Do you think that there are some specific patient groups, like children, for whom urine could be a preferred sample type to collect?

Mutter: Yes, as urine sample collection is non-invasive and therefore highly suitable for children. In FinnDiane, the participants are adults or young adults. But there are cohorts with very young children who have type 1 diabetes. For them, it would be much easier to collect urine than blood.

Since diabetes researchers have traditionally been working with blood, there is lots of published evidence on blood biomarkers. What do you think about the possibilities of combining blood and urine-based measurements? Do you see any potential in there?

Valo: It would be interesting to look at the relationships of metabolite levels in the blood and urine and see how you can use that information to deepen the molecular understanding of kidney function and their role in chronic diseases. Also, from the perspective of genetics, it will be exciting to see, whether some genetic variants affect the levels and ratios between the blood and the urine metabolites.

Mutter: At the beginning of any large-scale urine analysis, it's good to look at the metabolite levels in blood and urine to identify similarities and differences between them. Similarities in the metabolite levels between blood and urine are considered as reassuring, while differences can give hints about what's happening in the kidneys. For instance, the filtration process — how it's affected or if the reabsorption in the kidneys is working properly or not. It's also nice to see that there are overlaps in the metabolites between blood and urine.

Do you see any chances of making novel findings and associations?

Mutter: I really think so. There were already some novel findings in our first analyses. So, there's a good chance of making further novel findings because we don't know what's in there (urine metabolites data) and how it relates to diabetes or diabetic complications.

Without revealing any preliminary results, are you pleased with the correlations that you have examined so far?

Mutter: Yes, since we have NMR metabolite data for both blood and urine, we have been able to cross-examine correlations between urine metabolites and lipoprotein subclasses in serum, for example. They look quite interesting. Also, we have already started a cardiovascular project with the data and are introducing it in other projects as well.

In the clinical context of diabetes, what’s the scope of using urine for prevention and treatment in the future?

Mutter: For type 1 diabetes, it's more about the treatment of complications because it's an autoimmune disease that happens early in life. So, urine can help find metabolites that indicate if an individual is starting to become more vulnerable to diabetic kidney disease or cardiovascular disease.

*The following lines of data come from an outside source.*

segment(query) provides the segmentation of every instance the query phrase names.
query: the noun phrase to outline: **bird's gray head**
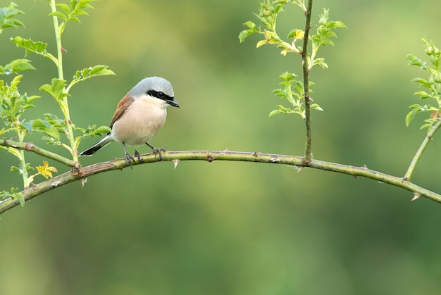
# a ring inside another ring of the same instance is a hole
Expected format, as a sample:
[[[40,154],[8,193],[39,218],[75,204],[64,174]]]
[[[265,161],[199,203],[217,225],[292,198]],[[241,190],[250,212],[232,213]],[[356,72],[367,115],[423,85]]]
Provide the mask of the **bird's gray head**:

The initial results have already shown that the urine contains different metabolites to indicate the early and later stages of kidney disease progression. This can help us intervene early and start treating individuals at an early stage in order to be able to slow the progression.

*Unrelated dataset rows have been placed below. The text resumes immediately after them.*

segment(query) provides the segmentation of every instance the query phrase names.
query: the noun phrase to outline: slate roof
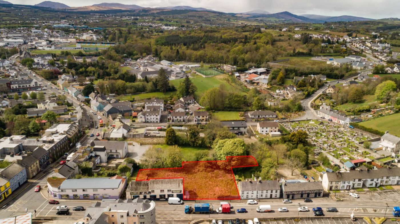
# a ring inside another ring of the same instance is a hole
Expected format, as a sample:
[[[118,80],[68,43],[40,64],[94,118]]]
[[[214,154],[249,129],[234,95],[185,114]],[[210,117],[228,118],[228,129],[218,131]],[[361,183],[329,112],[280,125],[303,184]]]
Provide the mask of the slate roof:
[[[284,192],[315,190],[322,190],[323,189],[322,185],[321,182],[318,182],[287,183],[283,186],[283,191]]]
[[[3,177],[10,180],[25,169],[25,167],[18,163],[13,163],[1,171],[0,173],[1,173]]]
[[[354,179],[372,179],[382,177],[400,176],[400,167],[382,168],[365,170],[350,170],[350,172],[327,173],[329,181],[352,181]]]
[[[280,190],[279,183],[278,181],[240,181],[239,182],[239,186],[240,191],[244,191]]]

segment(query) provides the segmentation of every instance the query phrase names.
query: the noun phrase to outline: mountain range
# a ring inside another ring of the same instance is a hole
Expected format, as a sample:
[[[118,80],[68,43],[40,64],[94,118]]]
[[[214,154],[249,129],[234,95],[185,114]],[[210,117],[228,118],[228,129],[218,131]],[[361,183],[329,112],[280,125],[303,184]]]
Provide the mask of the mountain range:
[[[12,3],[0,0],[0,4],[12,4]],[[156,8],[145,8],[137,5],[126,5],[118,3],[103,2],[95,4],[92,6],[70,7],[67,5],[59,2],[46,1],[35,6],[50,8],[54,9],[65,9],[69,11],[79,11],[82,12],[106,11],[107,10],[138,10],[142,9],[148,10],[150,13],[158,13],[166,10],[182,10],[182,14],[187,13],[187,10],[196,11],[207,11],[218,13],[225,13],[204,8],[194,8],[188,6],[175,6],[159,7]],[[186,12],[185,12],[186,11]],[[179,14],[179,13],[177,13]],[[262,20],[279,21],[285,22],[313,23],[320,23],[324,22],[337,22],[339,21],[365,21],[374,20],[372,19],[357,17],[352,16],[328,16],[313,14],[295,15],[288,12],[285,11],[277,13],[271,14],[262,10],[256,10],[246,12],[240,13],[228,13],[228,15],[246,18],[249,19],[261,19]]]
[[[65,4],[60,3],[60,2],[50,2],[50,1],[42,2],[38,4],[35,5],[35,6],[52,8],[69,8],[70,7]]]

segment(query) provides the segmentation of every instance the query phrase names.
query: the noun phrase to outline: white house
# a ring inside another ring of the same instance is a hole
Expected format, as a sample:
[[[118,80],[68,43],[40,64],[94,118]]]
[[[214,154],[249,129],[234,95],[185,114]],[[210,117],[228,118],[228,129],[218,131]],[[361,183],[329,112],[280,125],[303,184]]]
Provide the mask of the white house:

But also, hopefully for cardiovascular disease in the future. If we can identify people, who are more likely to develop cardiovascular disease, those individuals can benefit from an earlier start of statin medication. You can also detect dietary metabolites from the urine, which can be used to give advice regarding lifestyle changes.

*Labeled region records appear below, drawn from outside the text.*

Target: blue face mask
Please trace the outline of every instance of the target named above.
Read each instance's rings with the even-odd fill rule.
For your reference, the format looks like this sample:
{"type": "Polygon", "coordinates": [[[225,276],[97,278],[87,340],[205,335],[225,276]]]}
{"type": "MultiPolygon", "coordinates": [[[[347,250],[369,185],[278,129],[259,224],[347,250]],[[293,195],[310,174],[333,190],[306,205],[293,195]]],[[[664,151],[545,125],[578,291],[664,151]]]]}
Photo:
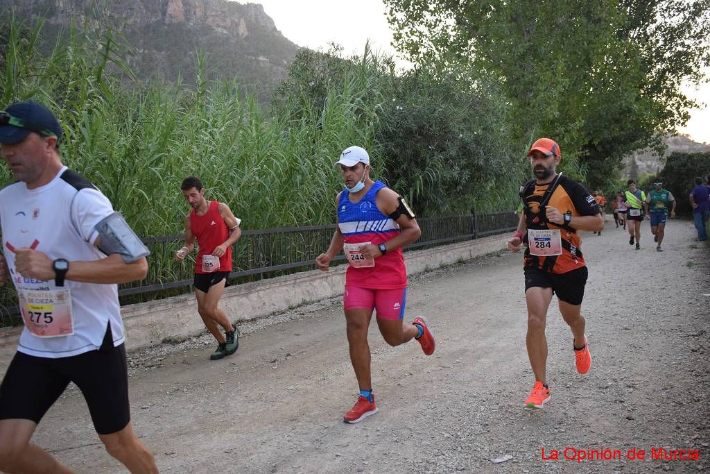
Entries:
{"type": "Polygon", "coordinates": [[[348,188],[347,186],[343,186],[348,190],[348,193],[357,193],[358,191],[362,190],[365,187],[365,175],[367,173],[367,166],[365,166],[365,170],[362,172],[362,178],[357,182],[352,188],[348,188]]]}

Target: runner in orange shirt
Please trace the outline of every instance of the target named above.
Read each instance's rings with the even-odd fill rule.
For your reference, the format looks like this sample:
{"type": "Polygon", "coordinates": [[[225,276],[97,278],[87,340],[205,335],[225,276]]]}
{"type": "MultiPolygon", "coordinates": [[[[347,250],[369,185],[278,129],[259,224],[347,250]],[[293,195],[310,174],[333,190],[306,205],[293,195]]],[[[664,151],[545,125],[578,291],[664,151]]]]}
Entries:
{"type": "Polygon", "coordinates": [[[525,207],[508,248],[525,252],[525,301],[528,335],[525,343],[535,384],[525,405],[542,408],[550,399],[547,384],[547,340],[545,334],[547,309],[557,294],[559,312],[572,330],[577,370],[586,374],[591,355],[581,314],[587,269],[580,250],[580,230],[597,232],[604,227],[599,206],[584,186],[556,173],[561,159],[559,146],[540,139],[528,152],[535,179],[520,189],[525,207]]]}

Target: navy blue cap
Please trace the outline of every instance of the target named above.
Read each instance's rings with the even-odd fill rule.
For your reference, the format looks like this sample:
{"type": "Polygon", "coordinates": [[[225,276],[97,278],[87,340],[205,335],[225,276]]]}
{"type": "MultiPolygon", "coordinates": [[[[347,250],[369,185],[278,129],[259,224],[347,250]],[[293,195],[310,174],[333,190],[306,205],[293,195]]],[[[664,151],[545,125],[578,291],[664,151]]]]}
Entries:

So, this (urine analysis) isn’t limited to type 1 diabetes but applies to type 2 diabetes as well. Prevention can work for pre-diabetic people, who haven’t been diagnosed with diabetes yet but have a high risk of developing it in the future. Nutritional metabolites also provide the possibility to check whether individuals are following their intervention guidelines. How individuals then respond to intervention is a different thing. Basically, there is a multitude of ways how you can use this data for further research.